During an AHIP webinar, Mark Hamelburg, senior vice president of federal programs at AHIP, explained the shifts coming to Medicare and Medicaid when the public health emergency finally ends.
While the country looks forward to the end of the COVID-19 pandemic to get back to a sense of normalcy, there are concerns that the end of the public health emergency (PHE) will trigger the end of waivers and regulations in Medicare and Medicaid that could significantly impact patients, explained Mark Hamelburg, senior vice president of federal programs at AHIP, during an AHIP webinar on the state of the industry in 2022.
Hamelburg was joined by fellow AHIP experts Kate Berry, senior vice president of clinical innovation; Danielle Lloyd, senior vice president of private market innovations and quality initiatives; and AHIP CEO and President Matt Eyles.
Eyles kicked off the webinar to highlight some of AHIP’s priorities in 2022:
“We are champions of care in 2022 and beyond, and our focus is squarely going to be on the health and well-being of Americans,” Eyles said. “It is top of mind for us at AHIP here every single day.”
As the pandemic and PHE come to an end, there are going to be important shifts for people who qualify for Medicare and Medicaid, Hamelburg explained. At the start of the pandemic, the government implemented COVID-19 relief laws and regulatory flexibility that will end with the PHE.
In Medicare, enrollees have paid no cost sharing for their COVID-19 testing and related services, as well as monoclonal antibody infusions for COVID-19 treatment, he said. In Medicare Advantage (MA) and Part D, regulations enacted during the PHE have allowed enrollees to access out-of-network coverage at in-network cost-sharing levels.
Other provisions that will end with the PHE include flexibilities for MA plan sponsors to waive or reduce premiums and make mid-year benefit enhancements during the PHE, Hamelburg said.
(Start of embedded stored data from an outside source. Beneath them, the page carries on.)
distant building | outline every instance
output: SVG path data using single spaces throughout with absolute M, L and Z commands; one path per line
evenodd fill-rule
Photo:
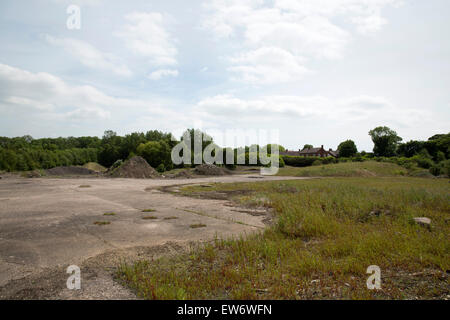
M 339 156 L 339 151 L 333 151 L 331 148 L 325 150 L 323 145 L 320 148 L 306 148 L 298 151 L 290 151 L 286 150 L 284 152 L 280 152 L 282 156 L 301 156 L 301 157 L 335 157 Z

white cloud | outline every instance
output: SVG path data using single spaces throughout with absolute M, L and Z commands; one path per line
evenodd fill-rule
M 92 86 L 73 86 L 48 73 L 32 73 L 0 64 L 0 107 L 3 110 L 52 114 L 68 120 L 92 121 L 138 112 L 180 119 L 156 102 L 113 97 Z
M 217 95 L 197 103 L 195 111 L 205 119 L 236 123 L 260 121 L 297 122 L 298 124 L 346 124 L 360 121 L 419 124 L 424 118 L 420 110 L 405 110 L 383 97 L 355 96 L 329 99 L 322 96 L 272 95 L 241 99 L 233 95 Z M 312 122 L 311 122 L 312 121 Z
M 163 77 L 178 77 L 178 70 L 159 69 L 149 74 L 150 80 L 159 80 Z
M 121 64 L 117 57 L 101 52 L 85 41 L 73 38 L 55 38 L 50 35 L 44 35 L 44 39 L 53 46 L 63 48 L 89 68 L 113 72 L 120 76 L 132 75 L 130 69 L 126 65 Z
M 308 73 L 304 59 L 276 47 L 263 47 L 230 59 L 233 80 L 253 84 L 271 84 L 300 79 Z
M 175 39 L 166 30 L 168 18 L 159 12 L 134 12 L 116 36 L 136 55 L 145 57 L 153 66 L 177 64 Z
M 98 6 L 105 3 L 105 0 L 52 0 L 58 4 L 64 4 L 67 6 L 77 5 L 77 6 Z
M 109 119 L 111 118 L 111 113 L 102 108 L 88 107 L 69 111 L 64 114 L 64 117 L 69 120 L 86 121 L 92 119 Z
M 339 59 L 352 39 L 352 29 L 361 34 L 378 31 L 387 20 L 381 10 L 399 5 L 401 0 L 213 0 L 205 4 L 203 27 L 218 38 L 242 38 L 242 56 L 255 55 L 262 48 L 278 48 L 290 53 L 289 62 L 280 60 L 280 68 L 288 64 L 296 73 L 306 70 L 298 60 Z M 335 18 L 340 18 L 338 24 Z M 342 23 L 344 22 L 344 23 Z M 356 28 L 352 28 L 356 26 Z M 284 54 L 286 56 L 286 54 Z M 267 81 L 273 63 L 260 62 L 232 67 L 240 70 L 250 83 L 272 84 L 289 81 L 291 75 Z M 303 71 L 300 71 L 304 69 Z M 266 70 L 266 71 L 263 71 Z M 280 72 L 281 73 L 281 72 Z

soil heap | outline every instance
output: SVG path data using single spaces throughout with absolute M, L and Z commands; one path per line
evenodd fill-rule
M 125 161 L 120 167 L 109 172 L 116 178 L 152 179 L 159 176 L 144 158 L 135 156 Z
M 68 166 L 47 169 L 45 173 L 51 176 L 85 176 L 95 174 L 95 171 L 83 167 Z
M 213 164 L 206 164 L 206 163 L 195 167 L 194 172 L 196 174 L 204 176 L 223 176 L 228 174 L 228 172 L 225 169 L 215 166 Z

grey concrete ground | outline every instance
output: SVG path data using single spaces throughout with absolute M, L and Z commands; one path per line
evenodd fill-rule
M 263 216 L 233 210 L 226 200 L 175 196 L 159 187 L 174 186 L 176 191 L 182 184 L 281 179 L 290 178 L 1 179 L 0 298 L 134 298 L 111 277 L 119 261 L 176 254 L 192 241 L 264 228 Z M 106 212 L 115 215 L 104 216 Z M 143 219 L 149 215 L 157 219 Z M 164 219 L 168 217 L 177 219 Z M 197 223 L 206 227 L 190 227 Z M 69 265 L 82 267 L 80 291 L 65 289 Z

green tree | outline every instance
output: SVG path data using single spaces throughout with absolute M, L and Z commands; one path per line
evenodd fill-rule
M 312 144 L 305 144 L 302 150 L 314 148 Z
M 137 148 L 137 153 L 153 168 L 157 168 L 160 164 L 163 164 L 166 169 L 171 167 L 171 149 L 169 144 L 163 140 L 142 143 Z
M 339 144 L 338 151 L 340 157 L 353 157 L 358 152 L 358 149 L 353 140 L 345 140 Z
M 374 147 L 373 152 L 377 157 L 391 157 L 396 154 L 397 146 L 402 138 L 397 132 L 388 127 L 376 127 L 369 131 Z
M 410 158 L 415 156 L 424 148 L 423 141 L 410 140 L 406 143 L 401 143 L 398 146 L 397 153 L 401 156 Z

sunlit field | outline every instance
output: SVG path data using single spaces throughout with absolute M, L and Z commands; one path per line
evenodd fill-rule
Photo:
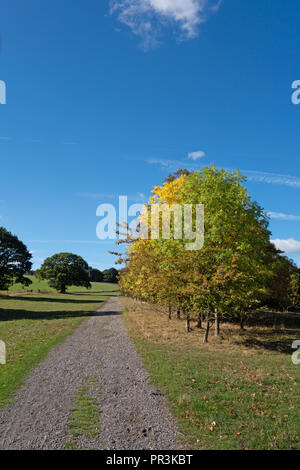
M 273 330 L 261 321 L 224 324 L 202 343 L 192 322 L 168 320 L 147 304 L 122 298 L 127 329 L 166 394 L 192 449 L 299 449 L 299 366 L 291 361 L 300 315 L 280 317 Z

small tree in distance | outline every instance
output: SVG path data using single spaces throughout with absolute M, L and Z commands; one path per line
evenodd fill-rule
M 99 269 L 93 268 L 90 271 L 90 281 L 91 282 L 102 282 L 103 273 Z
M 103 282 L 111 282 L 117 284 L 118 282 L 118 271 L 116 268 L 105 269 L 103 271 Z
M 65 294 L 69 286 L 91 288 L 88 264 L 73 253 L 58 253 L 47 258 L 36 276 L 49 281 L 50 287 L 61 294 Z

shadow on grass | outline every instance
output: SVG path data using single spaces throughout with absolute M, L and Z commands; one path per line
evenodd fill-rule
M 57 297 L 33 297 L 31 295 L 28 295 L 28 296 L 18 296 L 18 295 L 14 295 L 14 296 L 10 296 L 10 295 L 3 295 L 0 297 L 0 300 L 1 299 L 4 299 L 4 300 L 11 300 L 12 302 L 15 301 L 15 300 L 25 300 L 27 302 L 53 302 L 53 303 L 59 303 L 59 304 L 64 304 L 64 303 L 70 303 L 70 304 L 98 304 L 99 302 L 101 302 L 101 300 L 84 300 L 84 299 L 68 299 L 67 296 L 65 296 L 66 294 L 62 294 L 61 297 L 57 298 Z M 72 296 L 75 296 L 77 294 L 72 294 Z M 79 294 L 80 295 L 80 294 Z M 108 294 L 106 294 L 108 295 Z M 89 297 L 91 296 L 91 294 L 89 295 Z M 104 297 L 104 295 L 102 295 Z M 111 296 L 110 296 L 111 297 Z
M 101 297 L 119 297 L 119 291 L 103 291 L 103 292 L 68 292 L 69 295 L 78 295 L 78 296 L 83 296 L 83 295 L 88 295 L 89 297 L 93 295 L 101 295 Z M 63 295 L 63 294 L 62 294 Z
M 111 294 L 120 294 L 119 289 L 117 290 L 92 290 L 92 291 L 69 291 L 67 294 L 71 295 L 86 295 L 86 294 L 101 294 L 101 295 L 111 295 Z
M 98 302 L 99 304 L 99 302 Z M 32 312 L 30 310 L 17 310 L 17 309 L 3 309 L 0 308 L 0 322 L 13 321 L 13 320 L 59 320 L 63 318 L 78 318 L 78 317 L 92 317 L 92 316 L 109 316 L 120 315 L 121 312 L 114 311 L 101 311 L 91 312 L 86 310 L 77 311 L 47 311 L 47 312 Z
M 76 318 L 91 315 L 88 311 L 52 311 L 32 312 L 30 310 L 2 309 L 0 308 L 0 322 L 13 320 L 58 320 L 60 318 Z
M 247 348 L 266 349 L 268 351 L 277 351 L 283 354 L 292 354 L 292 343 L 299 337 L 299 329 L 288 330 L 270 330 L 261 333 L 247 331 L 239 344 Z

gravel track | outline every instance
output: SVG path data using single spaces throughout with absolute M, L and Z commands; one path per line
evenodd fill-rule
M 0 410 L 0 449 L 64 449 L 74 395 L 88 376 L 97 399 L 100 434 L 79 449 L 178 449 L 178 430 L 165 398 L 148 383 L 125 331 L 117 297 L 55 346 Z

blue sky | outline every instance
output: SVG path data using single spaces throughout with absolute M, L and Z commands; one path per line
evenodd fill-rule
M 0 223 L 34 267 L 104 269 L 98 204 L 140 202 L 178 167 L 240 168 L 300 265 L 300 3 L 2 0 Z M 190 157 L 190 158 L 189 158 Z

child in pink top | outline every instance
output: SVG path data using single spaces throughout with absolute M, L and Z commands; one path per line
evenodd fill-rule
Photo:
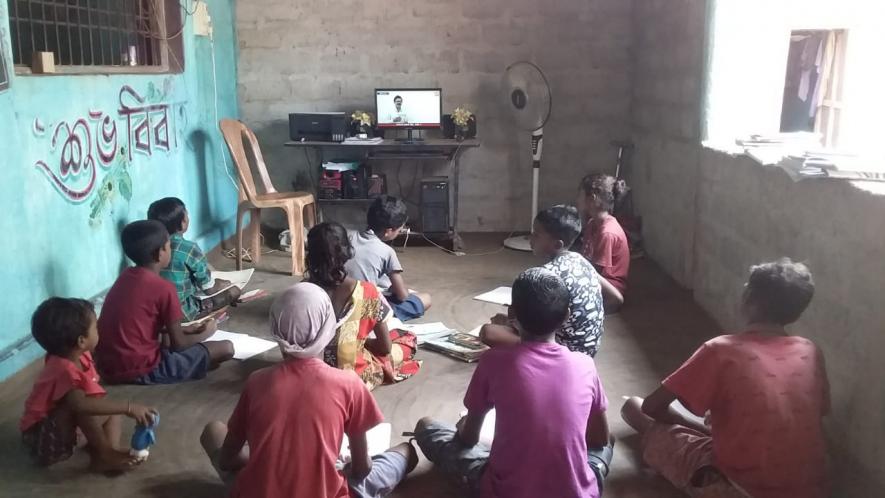
M 784 330 L 813 294 L 801 263 L 751 268 L 746 329 L 706 342 L 647 399 L 631 398 L 621 410 L 642 434 L 651 467 L 692 496 L 827 496 L 823 356 Z M 710 426 L 676 411 L 677 399 L 699 417 L 709 412 Z
M 621 224 L 611 214 L 615 185 L 615 178 L 605 174 L 587 175 L 581 180 L 578 211 L 586 222 L 580 251 L 603 278 L 625 294 L 630 273 L 630 244 Z M 606 308 L 614 311 L 620 305 L 620 302 L 607 303 Z
M 608 401 L 593 359 L 556 343 L 571 296 L 562 279 L 531 268 L 513 283 L 521 341 L 487 351 L 457 427 L 423 418 L 415 440 L 428 460 L 481 498 L 599 498 L 612 447 Z M 491 448 L 478 444 L 496 411 Z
Medicaid also has a requirement tied to the PHE around ensuring all states provide coverage without cost sharing for COVID-19 vaccines, testing, and treatment. There are also a number of operational waivers that states received to run their Medicaid programs during the PHE.
“Maybe one of the most significant impacts that we'll have—potential shifts across different programs and products—relates to eligibility in Medicaid,” Hamelburg said.
At the beginning of the PHE, states were given an increase in their federal Medicaid matching funds as long as states agreed to maintain their Medicaid eligibility for beneficiaries through the end of the PHE. This means states have not been doing regular eligibility reviews and rolling people off when they no longer qualify.
“So, now we've gone through almost 2 years [of the PHE], and incomes and other conditions have changed, and some people are no longer going to be eligible,” Hamelburg explained. “In fact, we now have more than 80 million people on Medicaid and CHIP. And there have been estimates that millions could end up losing coverage when this process kicks in.”
A major concern is that people who lose coverage, or even those who remain eligible, could run into issues because of processing delays. States may not have their updated addresses and people could lose coverage even though they are still eligible.
“That's something that we are tremendously focused on and is going to be one of the big issues once the PHE ends,” he said.
Separate from the pandemic, Hamelburg highlighted the success of the MA program. At this point, there are almost 29 million people in MA, which is roughly 45% of all Medicare beneficiaries. He also noted that the enrollees in MA are more racially and ethnically diverse, as well as being more satisfied with their coverage than enrollees in traditional Medicare.
According to Hamelburg, MA gives enrollees more financial security at a more affordable price and research has shown that there are positive clinical outcomes for people in MA vs traditional Medicare. MA enrollees may be getting Part D drug coverage or dental, vision, and hearing benefits without paying an extra monthly premium. MA also has a cap on annual out-of-pocket costs that is not in the original Medicare program.
“So, people enroll in the program, they're satisfied with it, they talk to others, and that's really generating the incredible growth we've seen,” he said.